A presidente Luciana acrescenta que mensagem não é direcionada apenas à governantes.

“Nos últimos anos as escolas estão mostrando esse lado da história, mas de uma outra forma. Não da pra sair com cartaz no desfile, com uma crítica mais agressiva, você compra uma briga que é pesada. No Rio essa briga já existe de um governo que não apoia o carnaval. Aqui estamos num momento muito bom. Infelizmente a sociedade se faz de cega e muda, ela demora um pouco pra entender que o nosso enredo é pra todo mundo, não só pra político, governo, etc. Até porque essas pessoas estão por votos do povo. Então de uma forma sútil, nós colocamos sim a crítica”.

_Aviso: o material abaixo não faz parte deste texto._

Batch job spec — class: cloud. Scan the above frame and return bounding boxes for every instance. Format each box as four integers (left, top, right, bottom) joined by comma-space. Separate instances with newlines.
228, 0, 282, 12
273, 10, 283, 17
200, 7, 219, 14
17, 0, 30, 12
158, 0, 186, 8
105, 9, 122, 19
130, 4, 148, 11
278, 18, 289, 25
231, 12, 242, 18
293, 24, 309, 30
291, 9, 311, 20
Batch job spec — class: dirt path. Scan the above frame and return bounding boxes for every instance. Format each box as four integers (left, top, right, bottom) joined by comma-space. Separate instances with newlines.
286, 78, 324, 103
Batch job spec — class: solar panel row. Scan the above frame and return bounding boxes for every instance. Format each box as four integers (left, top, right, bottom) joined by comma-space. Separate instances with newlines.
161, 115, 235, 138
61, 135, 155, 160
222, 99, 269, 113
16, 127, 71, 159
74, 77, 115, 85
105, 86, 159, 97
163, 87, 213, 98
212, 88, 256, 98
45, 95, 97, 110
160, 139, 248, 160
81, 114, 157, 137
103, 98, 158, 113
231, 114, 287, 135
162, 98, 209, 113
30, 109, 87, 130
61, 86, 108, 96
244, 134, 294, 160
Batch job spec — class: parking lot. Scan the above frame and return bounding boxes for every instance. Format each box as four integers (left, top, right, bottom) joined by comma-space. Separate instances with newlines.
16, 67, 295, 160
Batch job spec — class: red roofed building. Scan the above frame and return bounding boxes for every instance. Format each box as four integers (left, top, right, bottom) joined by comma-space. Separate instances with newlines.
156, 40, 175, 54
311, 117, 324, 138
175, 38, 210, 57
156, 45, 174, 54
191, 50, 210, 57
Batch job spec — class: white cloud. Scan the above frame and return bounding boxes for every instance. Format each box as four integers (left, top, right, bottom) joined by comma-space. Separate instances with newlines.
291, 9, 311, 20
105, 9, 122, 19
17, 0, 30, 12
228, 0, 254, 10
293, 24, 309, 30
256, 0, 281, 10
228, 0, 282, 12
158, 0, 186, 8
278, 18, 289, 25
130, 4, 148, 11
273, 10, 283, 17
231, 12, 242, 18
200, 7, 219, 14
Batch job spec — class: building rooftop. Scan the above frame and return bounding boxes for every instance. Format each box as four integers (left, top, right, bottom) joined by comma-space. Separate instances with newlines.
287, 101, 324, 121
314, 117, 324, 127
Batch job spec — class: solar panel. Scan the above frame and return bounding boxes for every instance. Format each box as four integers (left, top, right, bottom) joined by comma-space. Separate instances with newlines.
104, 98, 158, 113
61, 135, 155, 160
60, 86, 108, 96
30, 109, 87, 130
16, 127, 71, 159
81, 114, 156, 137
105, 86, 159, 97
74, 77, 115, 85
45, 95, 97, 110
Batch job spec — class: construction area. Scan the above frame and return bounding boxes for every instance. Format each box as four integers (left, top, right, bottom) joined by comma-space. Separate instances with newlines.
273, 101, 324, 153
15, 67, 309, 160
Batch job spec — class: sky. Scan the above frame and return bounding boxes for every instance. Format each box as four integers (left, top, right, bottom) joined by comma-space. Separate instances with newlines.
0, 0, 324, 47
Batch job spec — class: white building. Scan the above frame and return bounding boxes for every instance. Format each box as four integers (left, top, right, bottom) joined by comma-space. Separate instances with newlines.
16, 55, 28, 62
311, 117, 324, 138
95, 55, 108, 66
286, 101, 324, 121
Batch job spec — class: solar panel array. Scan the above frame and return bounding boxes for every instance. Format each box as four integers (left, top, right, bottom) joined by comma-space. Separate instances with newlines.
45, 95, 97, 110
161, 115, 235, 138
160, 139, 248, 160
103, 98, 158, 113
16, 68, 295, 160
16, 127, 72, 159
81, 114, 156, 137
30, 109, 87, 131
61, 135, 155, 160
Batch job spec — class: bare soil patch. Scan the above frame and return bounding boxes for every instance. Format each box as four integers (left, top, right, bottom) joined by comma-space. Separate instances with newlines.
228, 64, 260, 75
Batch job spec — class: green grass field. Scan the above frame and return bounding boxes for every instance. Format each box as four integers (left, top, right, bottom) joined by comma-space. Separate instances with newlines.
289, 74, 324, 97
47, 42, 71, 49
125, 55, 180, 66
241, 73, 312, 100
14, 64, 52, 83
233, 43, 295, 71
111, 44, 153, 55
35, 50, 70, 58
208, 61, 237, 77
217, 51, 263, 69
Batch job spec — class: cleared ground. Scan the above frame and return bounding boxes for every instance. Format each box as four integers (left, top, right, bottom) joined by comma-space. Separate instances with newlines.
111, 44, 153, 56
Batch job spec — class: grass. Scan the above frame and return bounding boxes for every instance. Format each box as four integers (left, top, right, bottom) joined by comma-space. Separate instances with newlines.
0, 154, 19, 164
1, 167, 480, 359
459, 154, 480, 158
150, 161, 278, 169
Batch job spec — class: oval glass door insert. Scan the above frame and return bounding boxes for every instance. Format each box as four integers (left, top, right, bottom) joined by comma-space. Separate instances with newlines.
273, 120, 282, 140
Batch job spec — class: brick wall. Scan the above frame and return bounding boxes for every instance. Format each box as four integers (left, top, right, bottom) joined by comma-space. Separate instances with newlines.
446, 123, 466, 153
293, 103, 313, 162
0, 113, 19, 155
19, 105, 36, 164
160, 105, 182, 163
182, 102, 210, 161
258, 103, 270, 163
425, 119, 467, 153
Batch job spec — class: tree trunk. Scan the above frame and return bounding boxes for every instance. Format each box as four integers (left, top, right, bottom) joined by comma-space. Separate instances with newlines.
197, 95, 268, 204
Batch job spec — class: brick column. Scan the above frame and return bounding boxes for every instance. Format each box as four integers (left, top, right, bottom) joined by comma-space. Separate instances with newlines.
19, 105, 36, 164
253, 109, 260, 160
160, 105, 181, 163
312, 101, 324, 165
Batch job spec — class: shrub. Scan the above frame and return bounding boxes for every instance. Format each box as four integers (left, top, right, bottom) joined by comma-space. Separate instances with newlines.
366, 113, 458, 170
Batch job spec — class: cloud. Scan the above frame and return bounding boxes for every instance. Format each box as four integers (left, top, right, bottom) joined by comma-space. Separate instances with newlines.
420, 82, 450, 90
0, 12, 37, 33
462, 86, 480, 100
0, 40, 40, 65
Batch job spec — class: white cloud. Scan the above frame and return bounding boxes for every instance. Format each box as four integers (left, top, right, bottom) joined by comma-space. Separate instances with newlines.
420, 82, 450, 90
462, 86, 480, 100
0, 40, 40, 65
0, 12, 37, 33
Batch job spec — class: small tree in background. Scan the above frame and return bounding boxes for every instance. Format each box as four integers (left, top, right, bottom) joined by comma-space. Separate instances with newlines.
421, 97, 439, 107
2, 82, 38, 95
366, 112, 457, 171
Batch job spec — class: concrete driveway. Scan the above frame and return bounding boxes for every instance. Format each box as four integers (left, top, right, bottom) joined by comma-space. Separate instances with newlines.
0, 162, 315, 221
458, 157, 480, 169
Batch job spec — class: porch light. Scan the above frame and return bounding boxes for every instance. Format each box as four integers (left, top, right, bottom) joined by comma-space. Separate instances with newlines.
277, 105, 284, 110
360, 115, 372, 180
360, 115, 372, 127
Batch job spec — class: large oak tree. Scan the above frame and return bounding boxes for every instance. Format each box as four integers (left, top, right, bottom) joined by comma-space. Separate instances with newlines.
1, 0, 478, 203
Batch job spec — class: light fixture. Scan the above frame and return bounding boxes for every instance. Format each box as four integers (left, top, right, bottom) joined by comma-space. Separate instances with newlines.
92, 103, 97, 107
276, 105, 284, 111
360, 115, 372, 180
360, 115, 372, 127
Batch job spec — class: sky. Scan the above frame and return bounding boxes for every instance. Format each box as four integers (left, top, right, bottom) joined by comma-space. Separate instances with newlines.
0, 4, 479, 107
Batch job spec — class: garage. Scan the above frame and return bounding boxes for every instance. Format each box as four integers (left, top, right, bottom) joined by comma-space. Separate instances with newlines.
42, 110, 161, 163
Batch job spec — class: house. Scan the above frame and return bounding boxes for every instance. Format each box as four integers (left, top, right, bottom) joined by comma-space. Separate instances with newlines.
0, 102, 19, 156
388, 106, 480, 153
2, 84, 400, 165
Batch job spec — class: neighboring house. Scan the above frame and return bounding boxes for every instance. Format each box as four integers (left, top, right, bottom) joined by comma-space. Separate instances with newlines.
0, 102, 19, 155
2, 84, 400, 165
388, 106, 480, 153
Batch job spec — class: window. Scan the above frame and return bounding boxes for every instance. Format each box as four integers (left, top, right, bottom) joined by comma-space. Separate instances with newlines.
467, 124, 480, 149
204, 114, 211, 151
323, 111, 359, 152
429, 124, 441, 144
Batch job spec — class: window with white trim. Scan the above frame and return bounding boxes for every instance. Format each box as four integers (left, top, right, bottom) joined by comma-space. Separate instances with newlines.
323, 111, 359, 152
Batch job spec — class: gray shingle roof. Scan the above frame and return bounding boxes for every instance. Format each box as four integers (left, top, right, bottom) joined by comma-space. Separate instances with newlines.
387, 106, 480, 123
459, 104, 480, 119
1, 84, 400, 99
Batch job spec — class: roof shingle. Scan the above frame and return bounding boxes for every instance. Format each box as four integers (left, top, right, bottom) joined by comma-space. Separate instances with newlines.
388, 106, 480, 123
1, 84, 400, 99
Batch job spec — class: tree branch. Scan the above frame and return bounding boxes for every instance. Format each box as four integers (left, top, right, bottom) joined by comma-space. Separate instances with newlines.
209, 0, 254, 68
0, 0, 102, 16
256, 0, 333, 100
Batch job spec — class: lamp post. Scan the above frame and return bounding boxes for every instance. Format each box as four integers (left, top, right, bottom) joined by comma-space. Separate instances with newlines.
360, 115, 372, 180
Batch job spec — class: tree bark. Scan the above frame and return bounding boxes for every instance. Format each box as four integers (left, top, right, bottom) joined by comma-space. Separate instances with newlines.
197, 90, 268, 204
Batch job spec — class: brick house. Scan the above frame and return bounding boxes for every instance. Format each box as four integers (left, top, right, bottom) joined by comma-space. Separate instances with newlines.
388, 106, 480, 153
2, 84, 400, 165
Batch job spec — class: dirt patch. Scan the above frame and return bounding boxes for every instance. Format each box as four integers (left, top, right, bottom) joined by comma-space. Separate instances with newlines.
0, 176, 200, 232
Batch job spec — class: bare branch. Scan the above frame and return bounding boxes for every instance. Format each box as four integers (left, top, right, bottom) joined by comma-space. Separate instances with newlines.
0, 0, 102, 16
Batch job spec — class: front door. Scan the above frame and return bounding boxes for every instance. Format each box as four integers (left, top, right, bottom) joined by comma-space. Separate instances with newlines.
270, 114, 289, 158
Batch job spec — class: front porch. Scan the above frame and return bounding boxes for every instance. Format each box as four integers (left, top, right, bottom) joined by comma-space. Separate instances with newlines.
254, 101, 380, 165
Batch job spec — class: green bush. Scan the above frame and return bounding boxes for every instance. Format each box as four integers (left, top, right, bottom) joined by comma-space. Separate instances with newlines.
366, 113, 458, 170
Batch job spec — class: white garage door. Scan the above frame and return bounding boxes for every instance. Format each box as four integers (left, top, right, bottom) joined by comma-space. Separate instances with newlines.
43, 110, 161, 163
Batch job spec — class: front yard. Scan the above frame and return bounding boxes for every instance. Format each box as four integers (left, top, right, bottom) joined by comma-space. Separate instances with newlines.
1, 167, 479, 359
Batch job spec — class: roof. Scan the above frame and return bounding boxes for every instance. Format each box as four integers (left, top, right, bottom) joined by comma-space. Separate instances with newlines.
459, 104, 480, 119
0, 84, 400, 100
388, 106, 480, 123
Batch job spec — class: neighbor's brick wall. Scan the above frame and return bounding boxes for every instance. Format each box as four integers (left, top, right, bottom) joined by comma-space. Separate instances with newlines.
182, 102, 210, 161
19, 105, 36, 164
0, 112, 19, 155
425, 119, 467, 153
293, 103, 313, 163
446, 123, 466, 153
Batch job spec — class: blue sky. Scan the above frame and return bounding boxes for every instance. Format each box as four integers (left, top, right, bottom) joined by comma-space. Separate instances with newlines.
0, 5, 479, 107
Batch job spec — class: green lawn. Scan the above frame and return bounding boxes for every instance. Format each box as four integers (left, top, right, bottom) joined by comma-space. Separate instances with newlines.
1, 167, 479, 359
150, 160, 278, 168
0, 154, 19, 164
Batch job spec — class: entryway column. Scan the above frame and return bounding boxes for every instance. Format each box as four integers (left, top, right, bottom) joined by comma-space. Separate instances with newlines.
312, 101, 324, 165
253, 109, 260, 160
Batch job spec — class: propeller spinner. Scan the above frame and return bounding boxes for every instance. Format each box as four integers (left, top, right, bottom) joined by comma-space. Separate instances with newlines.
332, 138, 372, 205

Depois de dois anos seguidos encerrando as noites de desfiles, a Tom Maior volta a desfilar de noite. Perguntado sobre o que muda na estrutura do projeto, André explica:

“De manhã é mais complicado. Em 2018 foi um horário maravilhoso, porque a gente entrava de noite e saia de dia. Deu hiper certo o lance de iluminação, espetáculo. Em 2019, nós projetamos um desfile pro dia. Foi magnífico. Eu nunca tinha feito desfile pra dia, tem algumas coisas que eu não repetiria. Agora desfilar de noite é outra questão, a gente tem o benefício da nossa iluminação funcionar. A gente tem uma equipe de luz fantástica, agora é aguardar”.

Conheça do desfile

A Tom Maior vai desfilar com cinco alegorias, em 20 alas, com duas ações cênicas e três casais de mestre-sala e porta-bandeira.

1° SETOR
“Eu começo com a comissão de frente, que são os Griots, os contadores de histórias que narram o enredo passado na avenida. É como se eles tivessem contando lá no passado a história do futuro, dessas pessoas que viriam pro Brasil”.

2° SETOR
“A gente traz a questão de como eles foram raptados, como vieram até o nosso continente. Eu já escrevi um texto que fala que mais de 5 milhões de seres humanos foram raptados do solo africano, e só chegaram 4 mil pessoas por ano. Mas no nosso enredo a gente não conta esse sofrimento, damos uma conotação no futuro, que eles já determinam uma nova sociedade. Olokum vem guiando essas pessoas num mar de sangue, o sangue que eles deram pra tornar o que o Brasil é hoje”.

3 ° SETOR
“Aqui a gente fala dos espetáculos, aonde homenageamos alguns personagens. Falamos da comédia, do samba, o esporte, teatro, e dentro desse picadeiro trazemos esses grandes personagens, como; Ruth de Souza, Grande Otelo, Mussum, Ademir Ferreira da Silva. A gente fala também de Benjamim de Oliveira”.

4° SETOR
“Nesse setor a gente começa a falar sobre a arte, literatura, poesia, artes plásticas. A gente cria o barroco negro, onde a arte do aleijadinho é a nossa principal obra”.

5° SETOR
“Aqui falamos dessa construção de uma nova sociedade, aonde a gente traz personagens da música e que são vozes atuantes na sociedade, e falam sobre o negro, preconceito, discriminação. Como, por exemplo, o Mano Brown. Temos uma ação cênica da Madame Satã, aonde a gente traz uma Lapa misturada com prostitutas, travestis, policiais, capoeiristas. Um dos principais pontos é a homenagem à um dos grandes nomes da religiosidade brasileira, que é a Mãe Menininha. Ela é reverenciada pelos orixás e construímos essa sociedade seguindo o conceito do tabuleiro de xadrez. Temos peças multicores, o tablado como conceito de sociedade e essas peças montando a sociedade nova. Trazemos as peças clássicas, mas também trazemos as peças que compõe a nossa sociedade”.

6° SETOR
“O último setor a gente deixa pra justiça. A gente traz personagens que lutaram para que todos os negros tivessem sua voz. Terminamos com um grande carro que traz uma justiça cega, surda e muda, e colocamos a reflexão da justiça de hoje. Não posso falar muito desse carro porque ele tem uma surpresa no final, mas nesse carro temos Joaquim Barbosa, Maria Felipa, Luiz Gama e Elza Soares”.